In others hands they might steer the time travelling craft into the future a few hundred years to see what Earth will be like. Although you’ll have to bear in mind that, if these global warming disciples are right, you’ll need to take some shorts and sun cream, and maybe some flippers so you can get around East Anglia because the sea will have reclaimed the land by then. Mind you, the locals of East Anglia are ahead of the game on this count and have already evolved webbed feet for just this eventuality. 


Leave a TARDIS in my hands though and it’d be wasted on me. I don’t want to go back and see what life was like during the industrial revolution. It was grim and miserable. I’ve read about it in books. I don’t want to be standing on the beaches of Hastings in 1066 because for one thing, I’ll probably be stood in the wrong place and, secondly, if I do happen to be stood with a good view of the battle I’ll probably end up with an arrow in my eye rather than that of the intended regal recipient. 


I’d just play it safe, maybe just go back 30 years or so to a time I remember. I can wander round the Isle of Wight reminding myself of all the shops and places I used to go to when I was a kid. Actually, this is a bad example. The Isle of Wight has changed so little in 30 years I could do that now without the aid of a time machine.

Seriously though, I’d probably just swan back to 1982 and go on a pub crawl because I didn’t use to do that sort of thing when I was 8 years old, or go to the cinema to watch ET the first time around as my parents wouldn’t take me when I was a kid.

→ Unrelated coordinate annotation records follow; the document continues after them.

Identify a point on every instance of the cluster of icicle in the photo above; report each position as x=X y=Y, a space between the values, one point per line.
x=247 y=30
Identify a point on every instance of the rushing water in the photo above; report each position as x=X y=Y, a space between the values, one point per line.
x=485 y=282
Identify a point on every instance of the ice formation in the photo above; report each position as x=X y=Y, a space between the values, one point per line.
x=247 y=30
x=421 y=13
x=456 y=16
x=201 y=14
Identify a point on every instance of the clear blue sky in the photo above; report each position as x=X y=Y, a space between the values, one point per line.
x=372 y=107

I might go further back I suppose, I could head back to 1964 to catch up on the episodes of Doctor Who that were shown but are now lost from the BBC archive. Honestly, I’d use a time machine to go back in time to watch a creaky 1960s TV show about an old man with a time machine. This marvellous contraption is wasted in my hands I tell you.


I suppose I could go back and find myself from the past to give myself some wise advice but, even though it’s just me talking to me as a child, it still seems a bit creepy. Not that I’d be prepared to listen to myself anyway, I’d still make the same mistakes.

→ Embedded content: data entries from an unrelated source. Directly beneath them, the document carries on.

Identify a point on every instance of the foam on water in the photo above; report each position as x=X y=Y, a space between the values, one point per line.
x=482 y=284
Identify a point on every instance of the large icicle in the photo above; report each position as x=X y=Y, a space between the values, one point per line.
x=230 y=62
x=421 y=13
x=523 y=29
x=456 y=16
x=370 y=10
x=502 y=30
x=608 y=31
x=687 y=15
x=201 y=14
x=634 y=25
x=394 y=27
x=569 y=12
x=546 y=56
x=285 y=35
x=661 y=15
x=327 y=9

“Seriously, listen to me, don’t get that racing bike because although it looks cool and everyone else has got one you’ll never get the hang of the gears and your chain will fall off all the time. Oh, and you shouldn’t buy those red jeans, but if you really must, don’t wear them with that yellow shirt. Oh, and don’t pick GCSE Music as an option because the girl you fancy who plays the flute doesn’t fancy you and you’ll have gone off her by the time the new school year starts”.


So it seems my best bet would be to go back a few weeks and buy that EuroMillions ticket with the winning numbers. Which, when you think about it, seems a bit pointless when I could probably get more if I just flogged the TARDIS instead.


I'm a fool to myself.

 

1 comment:

  1. Maybe you will yet take ownership of a time machine. I seem to remember us observing "future Terry" at a book reading/signing event many years ago. How else could you have been there?